1. Vos œuvres célèbrent une forme d’harmonie entre le monde réel et le monde digital. Croyez-vous qu’une telle symbiose existe vraiment, ou qu’elle soit possible ?

Jpierce : Oui, je crois que le monde réel et le monde numérique peuvent coexister harmonieusement. Une telle symbiose est un thème important de mon travail. Je crois que toutes les choses sont interconnectées. Lorsque nous sommes capables de l’accepter, nous pouvons créer et partager en puisant dans un espace beaucoup plus profond. Nous avons la possibilité de rendre le monde meilleur, en commençant à notre propre échelle. Pour moi, tout ce qui est créé par les êtres humains est à la fois une expression de notre expérience terrestre et une extension de nos mondes intérieurs. Je ne vois pas de différence avec le travail qui est créé à l’aide d’outils numériques. Le pinceau a été inventé à une époque, puis l’appareil photo. Aujourd’hui, nous disposons de nouveaux outils d’expression personnelle et de création artistique numérique qui ouvrent des possibilités entièrement nouvelles que nous commençons seulement à entrevoir. Même si la vie devient de plus en plus numérique, je ne crois pas que les gens voudront vivre dans une technotopie futuriste, déconnectée de la nature. Nous aurons toujours besoin d’un lien avec le vivant car nous en faisons pleinement partie. Je pense que nous resterons donc toujours en résonance avec les éléments naturels parce que nous avons besoin de ce contact étroit avec la nature, peu importe que cet art soit créé numériquement ou par un autre moyen.
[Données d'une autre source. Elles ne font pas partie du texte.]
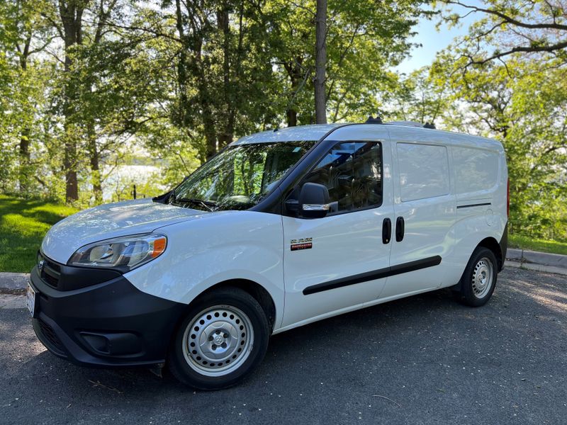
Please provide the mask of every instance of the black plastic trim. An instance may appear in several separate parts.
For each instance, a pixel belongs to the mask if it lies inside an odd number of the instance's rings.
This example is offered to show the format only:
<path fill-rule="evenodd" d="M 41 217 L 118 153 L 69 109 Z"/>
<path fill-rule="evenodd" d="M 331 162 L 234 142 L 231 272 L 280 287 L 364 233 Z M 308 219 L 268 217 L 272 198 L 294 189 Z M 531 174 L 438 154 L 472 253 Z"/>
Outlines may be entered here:
<path fill-rule="evenodd" d="M 350 285 L 356 285 L 357 283 L 361 283 L 367 282 L 368 280 L 374 280 L 376 279 L 381 279 L 382 278 L 387 278 L 388 276 L 393 276 L 410 271 L 415 271 L 422 268 L 427 268 L 428 267 L 433 267 L 441 264 L 441 256 L 436 255 L 432 257 L 427 257 L 421 260 L 415 260 L 415 261 L 409 261 L 408 263 L 403 263 L 398 264 L 397 266 L 391 266 L 390 267 L 385 267 L 378 270 L 373 271 L 368 271 L 366 273 L 361 273 L 360 274 L 354 275 L 347 278 L 342 278 L 340 279 L 335 279 L 335 280 L 330 280 L 329 282 L 324 282 L 323 283 L 318 283 L 312 286 L 308 286 L 303 290 L 303 295 L 308 295 L 310 294 L 315 294 L 317 293 L 322 292 L 324 290 L 329 290 L 330 289 L 336 289 L 337 288 L 342 288 L 344 286 L 349 286 Z"/>
<path fill-rule="evenodd" d="M 41 251 L 39 252 L 45 261 L 43 270 L 40 271 L 41 280 L 58 290 L 68 291 L 92 286 L 103 282 L 108 282 L 122 276 L 120 271 L 108 268 L 94 267 L 77 267 L 62 264 L 52 260 Z M 56 270 L 54 270 L 55 268 Z M 58 269 L 58 270 L 57 270 Z M 56 279 L 55 275 L 57 274 Z M 50 279 L 48 276 L 53 278 Z M 55 284 L 55 282 L 57 282 Z"/>
<path fill-rule="evenodd" d="M 492 205 L 492 203 L 490 203 L 490 202 L 485 202 L 485 203 L 479 203 L 479 204 L 468 204 L 468 205 L 457 205 L 456 208 L 458 210 L 459 208 L 470 208 L 471 207 L 482 207 L 483 205 Z"/>
<path fill-rule="evenodd" d="M 85 278 L 92 273 L 82 270 Z M 123 276 L 67 291 L 44 282 L 38 267 L 30 278 L 38 294 L 33 320 L 38 338 L 55 356 L 81 366 L 163 363 L 172 333 L 187 308 L 140 291 Z"/>

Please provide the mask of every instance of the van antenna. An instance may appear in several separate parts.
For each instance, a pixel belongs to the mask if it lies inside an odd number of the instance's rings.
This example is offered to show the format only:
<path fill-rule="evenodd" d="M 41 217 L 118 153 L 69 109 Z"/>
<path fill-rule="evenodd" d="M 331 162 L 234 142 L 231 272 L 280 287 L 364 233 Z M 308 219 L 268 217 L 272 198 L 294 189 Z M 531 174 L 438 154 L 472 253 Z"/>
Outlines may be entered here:
<path fill-rule="evenodd" d="M 383 124 L 382 122 L 382 118 L 380 118 L 379 115 L 376 115 L 376 118 L 373 118 L 372 115 L 369 115 L 366 122 L 364 123 L 365 124 Z"/>

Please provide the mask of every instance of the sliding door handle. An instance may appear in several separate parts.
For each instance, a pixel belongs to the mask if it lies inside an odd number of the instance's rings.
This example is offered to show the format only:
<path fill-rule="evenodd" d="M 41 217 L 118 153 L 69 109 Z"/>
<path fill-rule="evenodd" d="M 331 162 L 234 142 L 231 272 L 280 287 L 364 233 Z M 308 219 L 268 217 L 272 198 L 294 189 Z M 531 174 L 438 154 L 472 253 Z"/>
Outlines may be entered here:
<path fill-rule="evenodd" d="M 392 220 L 385 218 L 382 222 L 382 242 L 384 244 L 390 243 L 392 237 Z"/>
<path fill-rule="evenodd" d="M 395 242 L 401 242 L 403 239 L 405 224 L 403 217 L 398 217 L 395 220 Z"/>

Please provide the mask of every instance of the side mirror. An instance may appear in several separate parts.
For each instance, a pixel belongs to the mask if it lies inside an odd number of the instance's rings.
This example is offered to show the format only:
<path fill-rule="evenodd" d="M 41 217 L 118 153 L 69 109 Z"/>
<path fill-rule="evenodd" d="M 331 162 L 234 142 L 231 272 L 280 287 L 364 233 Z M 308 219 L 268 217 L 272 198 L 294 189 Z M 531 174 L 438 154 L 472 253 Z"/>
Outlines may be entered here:
<path fill-rule="evenodd" d="M 305 218 L 322 218 L 327 215 L 329 189 L 317 183 L 305 183 L 299 193 L 299 215 Z"/>

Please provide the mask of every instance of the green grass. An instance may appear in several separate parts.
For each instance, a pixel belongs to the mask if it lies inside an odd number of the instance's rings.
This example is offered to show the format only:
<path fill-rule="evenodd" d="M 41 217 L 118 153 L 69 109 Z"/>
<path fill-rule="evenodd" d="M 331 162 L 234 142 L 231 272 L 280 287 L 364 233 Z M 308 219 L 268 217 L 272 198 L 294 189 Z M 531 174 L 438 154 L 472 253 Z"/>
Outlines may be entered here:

2. Qu’est-ce que la technique selon vous en matière d’art digital ? Pourquoi les logiciels de création et leurs bibliothèques préprogrammées ne peuvent suffire, pas plus que les IA, à créer une œuvre d’art ?

Jpierce : La technique est quelque chose qui s’affine au fil du temps et qui relève autant de l’œil que de la main. Il y a une différence pour moi entre ce qui relève de l’art et ce qui relève de l’artisanat. Bien que ce dernier soit essentiel, il n’équivaut pas à l’art, qui concerne l’expression d’un individu et sa propre canalisation ou interprétation du divin via l’acte conscient de création. Aucune machine ne pourra jamais faire cela. Avoir accès aux plus incroyables outils pourra tout au plus augmenter le niveau technique nécessaire à la création d’une œuvre. C’est comme utiliser un pochoir, ou un procédé de sérigraphie pour Andy WARHOL (1928-1987). En fin de compte, cela n’a rien à voir avec le « comment » l’œuvre est réalisée mais avec le « pourquoi » l’œuvre est réalisée. C’est la distinction primordiale à mon sens. Les humains peuvent construire des machines pour créer des millions de copies et variantes de belles images, de la poésie et de la musique, mais sans l’intention de l’artiste le « pourquoi » manquera toujours. Ces créations manqueront d’âme. L’intelligence artificielle est un nouvel outil qui peut nous faciliter la vie, en prenant une partie du travail fastidieux. Mais encore une fois, elle ne pourra jamais remplacer la main divinement guidée de l’artiste.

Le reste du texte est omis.